Twenty thousand newsfeed items, in exactly 9 months (about 100 per day).

The design center for the forms tool is around 10000 records. Performance is still just fine (this is my main newsreader application).


:-)

August 15, 2005

Copper

Since buying a Squeezebox, I've been slowly hatching a plan to remove the stereo rack from the sittingroom. Everything on the rack is a "legacy system" now -- turntable, cassette deck, CD player, integrated amplifier -- and will soon seem as quaint as eight-track or reel-to-reel.

All I need is a power-amp, with reasonable heft and minimal (15db?) gain.

Daniel recently pointed me at diyaudio.com, which is a treasure trove of project ideas, and frequented by a fascinating mixture of clueless Darwin-award material and radical guru innovators. The chip-amp approach tickled my fancy -- there are a few very interesting designs there too, but I want to stick with something ultra-simple.

The electronics should be straightforward, but I also want a nice-looking enclosure. Something to match my minimal skillset, but which will look good underneath the Squeezebox.
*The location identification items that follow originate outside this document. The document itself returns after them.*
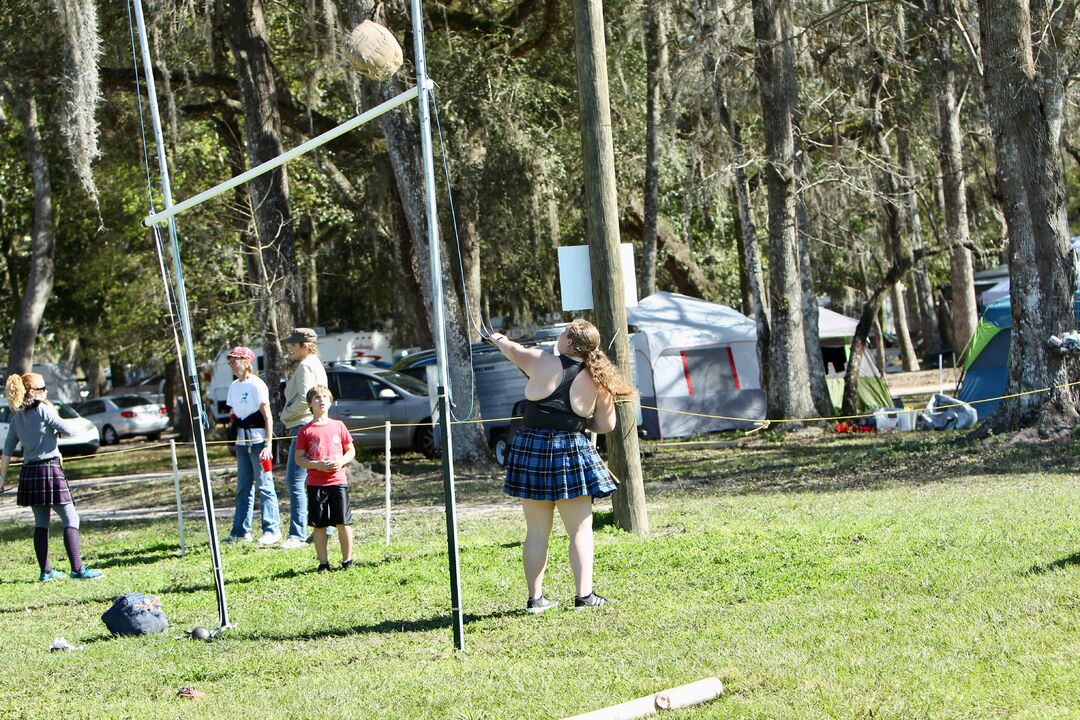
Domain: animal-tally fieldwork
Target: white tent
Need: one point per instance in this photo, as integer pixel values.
(694, 356)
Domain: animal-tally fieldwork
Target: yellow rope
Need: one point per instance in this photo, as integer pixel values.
(761, 423)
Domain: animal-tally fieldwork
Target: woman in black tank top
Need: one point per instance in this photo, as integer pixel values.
(551, 463)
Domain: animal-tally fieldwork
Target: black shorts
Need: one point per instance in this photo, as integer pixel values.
(328, 505)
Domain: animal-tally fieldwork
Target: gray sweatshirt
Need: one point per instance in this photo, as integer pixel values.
(37, 428)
So, armed with a few sheets of paper and a pencil, a sketch emerged. A copper box with wooden legs.

How to source the materials? Newburyport's Port Sheet Metal does copper, but only up to 48oz sheet, which isn't substantial enough for what I want. Luckily I found Admiral Metals, only a short drive away. They have a warehouse and walk-in shop, with offcuts, sheets, flat bars, rods, and various other bits and pieces. Copper, brass, aluminium, steel, and more. The offcuts selection was wide enough for me to pick up a couple of 9x11 x 0.1875" plates and some 2.5" x 0.25" flat bar -- sold by the pound (and this stuff weighs about 20lb, altogether!). Vastly cheaper than onlinemetals. If you're looking for metal (or just up for a tactile experience) I'd unreservedly recommend giving Admiral a visit.

Now I just need the wood. And a few months to put it all together.... :-)

August 08, 2005

Richard Thompson, Newburyport

At the High School last night. Pop quiz:

Say you put on a concert, and it's quite popular -- people start arriving at least two hours beforehand, and form a queue. Do you
[a] Open the doors some time before the scheduled starttime of the concert, so people can take their seats and the line move?,
[b] Split the head of the line across two doors if necessary, to allow lots of people to enter quickly?, or
[c] Wait, then split the line three-quarters down just before opening the doors, so latecomers get in at the same time as the two-hour-plus waiters?

Beardy man and ditzy girl decide [c], of course. (Who are these people? The promoters? Hmmm.) Note: method [c] guarantees that many of your longest-standing (literally) fans are extremely annoyed even before they get through the door.

Then, of course, nothing resembling a decent seat left. When punter complains about this, given the multiple choices available to your Neanderthal brain, would you choose to insult said punter and call him an asshole? Beardy-man does. We leave.

Heptunes, we won't cross paths again. Not if I see you coming.

Mr. Thompson, I don't know what your latest record is like, and I likely never will. It's good that you play gigs in Newburyport - the 2003 show at Nock was great - and we're all big fans, actually. But we'll not be seeing you play live again, not here.